Periscopio è quindi un giornale popolare, non nazionalpopolare. Un quotidiano “generalista”,  scritto per essere letto da tutti (“quelli che hanno letto milioni di libri o che non sanno nemmeno parlare” F. De Gregori), da tutti quelli che coltivano la curiosità, e non dalle elites, dai circoli degli addetti ai lavori, dagli intellettuali del vuoto e della chiacchiera.

Periscopio è  proprietà di un azionariato diffuso e partecipato, garanzia di una gestitone collettiva e democratica del quotidiano. Si finanzia, quindi vive, grazie ai liberi contributi dei suoi lettori amici e sostenitori. Accetta e ospita sponsor ed inserzionisti solo socialmente, eticamente e culturalmente meritevoli.
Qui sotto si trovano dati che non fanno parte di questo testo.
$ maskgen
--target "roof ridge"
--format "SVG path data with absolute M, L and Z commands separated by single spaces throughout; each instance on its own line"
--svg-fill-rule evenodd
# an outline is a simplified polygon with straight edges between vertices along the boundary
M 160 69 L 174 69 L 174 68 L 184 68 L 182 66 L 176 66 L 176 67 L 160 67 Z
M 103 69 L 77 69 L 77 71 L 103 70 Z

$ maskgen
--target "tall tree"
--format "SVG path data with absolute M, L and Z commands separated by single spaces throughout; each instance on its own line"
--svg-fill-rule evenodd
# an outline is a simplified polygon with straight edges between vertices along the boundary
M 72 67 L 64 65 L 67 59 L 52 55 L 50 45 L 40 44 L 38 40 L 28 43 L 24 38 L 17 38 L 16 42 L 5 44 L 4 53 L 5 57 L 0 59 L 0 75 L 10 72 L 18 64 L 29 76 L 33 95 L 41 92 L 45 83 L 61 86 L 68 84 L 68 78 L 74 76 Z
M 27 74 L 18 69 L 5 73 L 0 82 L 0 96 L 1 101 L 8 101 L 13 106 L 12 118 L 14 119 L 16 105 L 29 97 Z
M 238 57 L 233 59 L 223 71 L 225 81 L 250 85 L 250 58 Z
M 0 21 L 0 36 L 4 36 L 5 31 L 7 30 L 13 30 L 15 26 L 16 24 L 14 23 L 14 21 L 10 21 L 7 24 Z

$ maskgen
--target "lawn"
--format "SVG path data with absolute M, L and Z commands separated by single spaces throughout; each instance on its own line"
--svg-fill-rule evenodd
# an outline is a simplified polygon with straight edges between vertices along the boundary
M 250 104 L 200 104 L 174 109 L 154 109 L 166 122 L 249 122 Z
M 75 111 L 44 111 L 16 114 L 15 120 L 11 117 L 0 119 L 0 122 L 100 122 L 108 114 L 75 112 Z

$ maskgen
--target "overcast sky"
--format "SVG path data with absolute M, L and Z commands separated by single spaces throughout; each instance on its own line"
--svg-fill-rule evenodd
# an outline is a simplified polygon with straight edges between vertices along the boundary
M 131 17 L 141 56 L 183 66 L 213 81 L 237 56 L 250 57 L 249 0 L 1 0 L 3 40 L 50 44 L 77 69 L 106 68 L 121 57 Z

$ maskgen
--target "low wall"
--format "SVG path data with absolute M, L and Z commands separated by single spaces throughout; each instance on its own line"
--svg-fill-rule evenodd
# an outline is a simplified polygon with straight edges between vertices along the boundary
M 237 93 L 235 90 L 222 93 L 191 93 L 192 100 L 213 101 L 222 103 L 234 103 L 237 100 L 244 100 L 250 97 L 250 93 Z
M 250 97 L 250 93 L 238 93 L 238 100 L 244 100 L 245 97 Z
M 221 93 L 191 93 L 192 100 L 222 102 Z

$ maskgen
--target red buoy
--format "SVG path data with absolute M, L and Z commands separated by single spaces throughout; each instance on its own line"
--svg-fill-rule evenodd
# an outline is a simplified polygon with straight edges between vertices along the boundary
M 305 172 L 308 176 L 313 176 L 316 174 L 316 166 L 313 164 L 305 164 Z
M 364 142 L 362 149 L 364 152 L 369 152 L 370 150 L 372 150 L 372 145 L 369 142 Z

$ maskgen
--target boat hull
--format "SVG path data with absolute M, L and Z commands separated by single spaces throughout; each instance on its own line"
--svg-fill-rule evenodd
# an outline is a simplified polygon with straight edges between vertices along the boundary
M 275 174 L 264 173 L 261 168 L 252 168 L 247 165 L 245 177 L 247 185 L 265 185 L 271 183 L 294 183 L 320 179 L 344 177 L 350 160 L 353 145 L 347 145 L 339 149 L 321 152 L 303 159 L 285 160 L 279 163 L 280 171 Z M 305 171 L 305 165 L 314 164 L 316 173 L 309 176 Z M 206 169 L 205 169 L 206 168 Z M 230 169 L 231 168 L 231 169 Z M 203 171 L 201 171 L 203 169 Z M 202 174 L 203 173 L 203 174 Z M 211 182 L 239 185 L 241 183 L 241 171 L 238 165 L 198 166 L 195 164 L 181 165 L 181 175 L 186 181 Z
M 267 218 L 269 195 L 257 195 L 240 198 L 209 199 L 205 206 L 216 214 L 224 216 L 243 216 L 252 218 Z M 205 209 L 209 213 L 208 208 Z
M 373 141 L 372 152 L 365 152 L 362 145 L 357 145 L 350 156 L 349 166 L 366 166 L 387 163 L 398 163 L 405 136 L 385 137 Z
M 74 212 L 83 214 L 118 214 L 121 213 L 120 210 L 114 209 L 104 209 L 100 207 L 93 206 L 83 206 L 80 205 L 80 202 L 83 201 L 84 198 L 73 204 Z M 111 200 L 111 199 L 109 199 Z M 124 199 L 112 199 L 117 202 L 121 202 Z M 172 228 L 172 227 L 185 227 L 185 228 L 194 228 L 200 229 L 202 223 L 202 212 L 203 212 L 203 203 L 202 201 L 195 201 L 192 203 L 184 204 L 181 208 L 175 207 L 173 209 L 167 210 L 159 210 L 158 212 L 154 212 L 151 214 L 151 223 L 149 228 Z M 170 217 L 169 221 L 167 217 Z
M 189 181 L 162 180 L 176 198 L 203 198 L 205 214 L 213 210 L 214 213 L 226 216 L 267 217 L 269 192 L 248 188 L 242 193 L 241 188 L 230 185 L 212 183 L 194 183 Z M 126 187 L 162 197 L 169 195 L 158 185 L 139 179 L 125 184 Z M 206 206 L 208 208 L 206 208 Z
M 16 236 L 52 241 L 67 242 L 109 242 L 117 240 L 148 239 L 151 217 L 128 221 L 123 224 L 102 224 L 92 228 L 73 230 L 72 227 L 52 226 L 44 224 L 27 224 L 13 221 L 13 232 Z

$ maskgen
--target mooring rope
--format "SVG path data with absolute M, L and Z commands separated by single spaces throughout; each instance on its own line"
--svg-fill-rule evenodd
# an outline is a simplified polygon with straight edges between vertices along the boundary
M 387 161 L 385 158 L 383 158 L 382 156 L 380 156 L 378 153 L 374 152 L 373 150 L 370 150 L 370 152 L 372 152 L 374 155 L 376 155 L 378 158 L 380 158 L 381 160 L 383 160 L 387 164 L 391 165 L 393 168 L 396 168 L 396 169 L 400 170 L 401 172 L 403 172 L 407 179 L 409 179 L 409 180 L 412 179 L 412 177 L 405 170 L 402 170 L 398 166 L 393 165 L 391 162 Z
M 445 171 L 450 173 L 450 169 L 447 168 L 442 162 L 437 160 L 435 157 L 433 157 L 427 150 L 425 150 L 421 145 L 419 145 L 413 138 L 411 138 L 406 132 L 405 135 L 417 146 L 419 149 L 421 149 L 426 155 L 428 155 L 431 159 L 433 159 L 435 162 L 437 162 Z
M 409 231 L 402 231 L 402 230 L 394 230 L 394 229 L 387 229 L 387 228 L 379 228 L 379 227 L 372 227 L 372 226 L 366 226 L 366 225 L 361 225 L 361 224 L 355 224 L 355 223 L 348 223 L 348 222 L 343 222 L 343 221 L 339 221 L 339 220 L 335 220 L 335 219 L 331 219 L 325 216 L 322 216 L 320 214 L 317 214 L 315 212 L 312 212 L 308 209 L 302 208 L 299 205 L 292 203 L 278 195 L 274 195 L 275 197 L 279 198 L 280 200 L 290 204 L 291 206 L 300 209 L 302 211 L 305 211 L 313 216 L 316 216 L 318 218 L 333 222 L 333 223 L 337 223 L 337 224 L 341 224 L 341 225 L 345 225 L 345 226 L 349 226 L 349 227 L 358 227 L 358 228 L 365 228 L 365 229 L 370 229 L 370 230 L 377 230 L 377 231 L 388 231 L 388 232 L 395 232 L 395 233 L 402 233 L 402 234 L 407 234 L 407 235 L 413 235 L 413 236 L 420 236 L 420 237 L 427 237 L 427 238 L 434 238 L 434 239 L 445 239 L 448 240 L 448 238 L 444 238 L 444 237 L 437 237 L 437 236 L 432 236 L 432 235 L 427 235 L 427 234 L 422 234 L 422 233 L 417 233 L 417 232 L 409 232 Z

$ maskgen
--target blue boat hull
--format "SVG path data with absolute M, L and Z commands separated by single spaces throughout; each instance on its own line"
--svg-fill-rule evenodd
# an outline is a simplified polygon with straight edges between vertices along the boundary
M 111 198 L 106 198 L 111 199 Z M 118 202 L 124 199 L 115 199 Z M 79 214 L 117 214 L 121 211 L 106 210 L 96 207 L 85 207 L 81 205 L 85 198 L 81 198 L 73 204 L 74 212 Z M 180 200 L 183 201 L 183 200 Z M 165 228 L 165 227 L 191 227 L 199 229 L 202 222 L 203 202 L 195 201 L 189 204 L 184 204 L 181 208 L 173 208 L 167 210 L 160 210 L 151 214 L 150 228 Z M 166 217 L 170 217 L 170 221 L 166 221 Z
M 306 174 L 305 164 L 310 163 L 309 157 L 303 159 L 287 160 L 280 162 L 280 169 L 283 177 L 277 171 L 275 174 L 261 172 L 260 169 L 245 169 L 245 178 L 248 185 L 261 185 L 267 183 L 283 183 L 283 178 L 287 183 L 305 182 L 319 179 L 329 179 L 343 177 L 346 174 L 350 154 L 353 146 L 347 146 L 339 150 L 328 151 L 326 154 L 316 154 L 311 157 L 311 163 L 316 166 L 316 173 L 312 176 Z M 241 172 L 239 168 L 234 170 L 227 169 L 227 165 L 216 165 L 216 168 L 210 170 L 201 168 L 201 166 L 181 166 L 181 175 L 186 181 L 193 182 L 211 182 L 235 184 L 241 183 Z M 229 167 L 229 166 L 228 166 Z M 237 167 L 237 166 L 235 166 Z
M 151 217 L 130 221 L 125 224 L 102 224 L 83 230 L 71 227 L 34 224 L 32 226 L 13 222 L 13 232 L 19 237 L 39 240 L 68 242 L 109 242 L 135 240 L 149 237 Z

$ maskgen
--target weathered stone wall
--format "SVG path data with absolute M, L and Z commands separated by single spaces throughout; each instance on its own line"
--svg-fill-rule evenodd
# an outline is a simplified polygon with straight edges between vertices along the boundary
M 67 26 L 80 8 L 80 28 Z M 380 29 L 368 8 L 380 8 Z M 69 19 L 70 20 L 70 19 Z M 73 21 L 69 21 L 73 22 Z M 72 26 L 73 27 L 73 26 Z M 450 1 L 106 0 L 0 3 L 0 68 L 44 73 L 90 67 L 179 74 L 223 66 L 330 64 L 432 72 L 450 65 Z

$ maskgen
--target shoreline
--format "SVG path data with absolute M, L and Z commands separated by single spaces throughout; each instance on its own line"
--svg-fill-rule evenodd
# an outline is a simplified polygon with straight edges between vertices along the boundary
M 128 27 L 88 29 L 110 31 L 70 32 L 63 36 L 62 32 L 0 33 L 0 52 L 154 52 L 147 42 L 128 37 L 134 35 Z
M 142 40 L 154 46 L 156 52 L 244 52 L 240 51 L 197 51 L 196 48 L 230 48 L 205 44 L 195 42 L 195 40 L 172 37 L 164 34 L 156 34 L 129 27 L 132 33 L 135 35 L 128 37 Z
Nato quasi otto anni fa con il nome Ferraraitalia già con una vocazione glocal, oggi il quotidiano è diventato: Periscopio naviga già in mare aperto, rivolgendosi a un pubblico nazionale e non solo. Non ci dimentichiamo però di Ferrara, la città che ospita la redazione e dove ogni giorno si fabbrica il giornale. e Ferraraitalia continua a vivere dentro Periscopio all’interno di una sezione speciale, una parte importante del tutto. 
Oggi Periscopio ha oltre 320.000 lettori, ma vogliamo crescere e farsi conoscere. Dipenderà da chi lo scrive ma soprattutto da chi lo legge e lo condivide con chi ancora non lo conosce. Per una volta, stare nella stessa barca può essere una avventura affascinante.  Buona navigazione a tutti.

Tutti i contenuti di Periscopio, salvo espressa indicazione, sono free. Possono essere liberamente stampati, diffusi e ripubblicati, indicando fonte, autore e data di pubblicazione su questo quotidiano.